A second implicit vector of attack in the Liberal Party’s strategy is based on localism. As the Liberals frame it (correctly in my view), the Albanese government is proposing a ‘Canberra Voice’ to be filled mostly by members of a highly-partisan, activist, big-city-based class of rent-seekers more concerned with making a career out of Indigenous suffering than alleviating said suffering. The alternative of a Local Voice means going directly to the Indigenous communities whom are experiencing great suffering and drawing representatives from these communities, bypassing the urban-partisan-activist class entirely.

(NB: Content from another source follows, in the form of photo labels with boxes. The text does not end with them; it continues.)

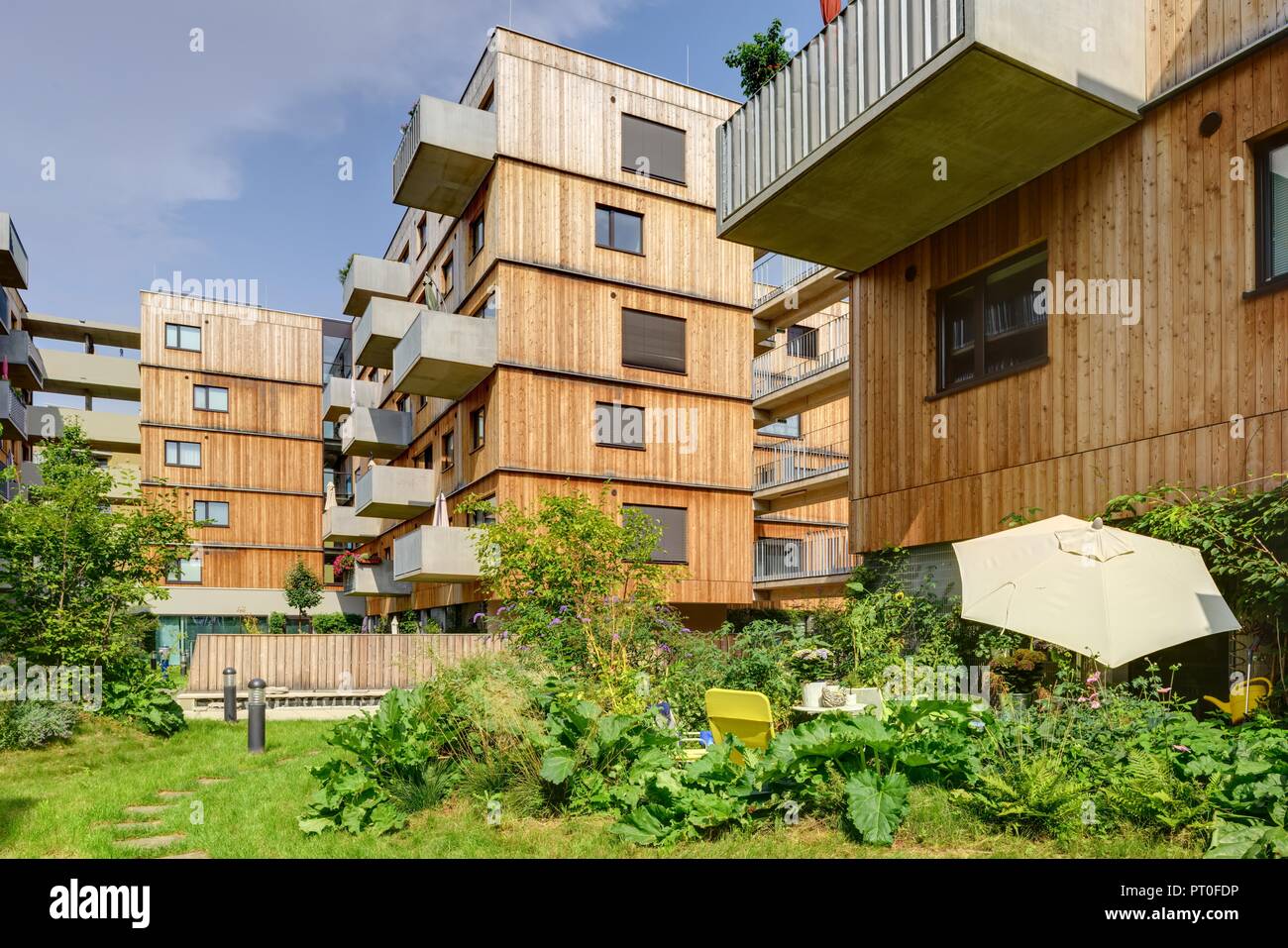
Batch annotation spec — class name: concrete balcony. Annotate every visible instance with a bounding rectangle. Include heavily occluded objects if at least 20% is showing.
[340,408,412,460]
[394,95,496,218]
[344,563,412,596]
[322,376,380,421]
[394,527,481,582]
[716,0,1146,271]
[42,349,142,402]
[27,406,142,455]
[0,381,27,441]
[393,309,496,400]
[322,506,394,546]
[751,421,850,514]
[0,211,27,290]
[343,254,415,316]
[0,331,46,391]
[752,528,858,599]
[751,316,850,428]
[353,464,439,520]
[353,297,425,369]
[751,254,850,343]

This vector of attack is starkly reminiscent of an economic analysis of The (Canberra) Voice I proposed in the Quadrant article I co-wrote with Lana Starkey. In this analysis, I proposed there are three relevant classes of people – the Colonisers, the Colonised’s Elite, and the Colonised Masses. This three-class model posits that the Colonised’s Elite are basically the opposite of a ‘platform’ (or multi-sided market) – a platform is an economic institution that enables two (or more) distinct groups of people to trade with each other by reducing the costs of interactions between these groups. My model of The (Canberra) Voice says that the Colonised’s Elite increases the costs of interactions between the Colonisers and the Colonised’s Masses (through the use of Post-Colonial ideology, social clout, and the stigma associated with racism) in order to make themselves the lowest-cost intermediary, and then exploit their position to extract wealth from either/both sides of the market. Whereas the platform acts as economic lubricant and thus becomes the intermediary by reducing costs, the model I propose suggests the Colonised’s Elite creates friction and becomes the intermediary by imposing costs that otherwise wouldn’t be there and/or increasing costs that already are.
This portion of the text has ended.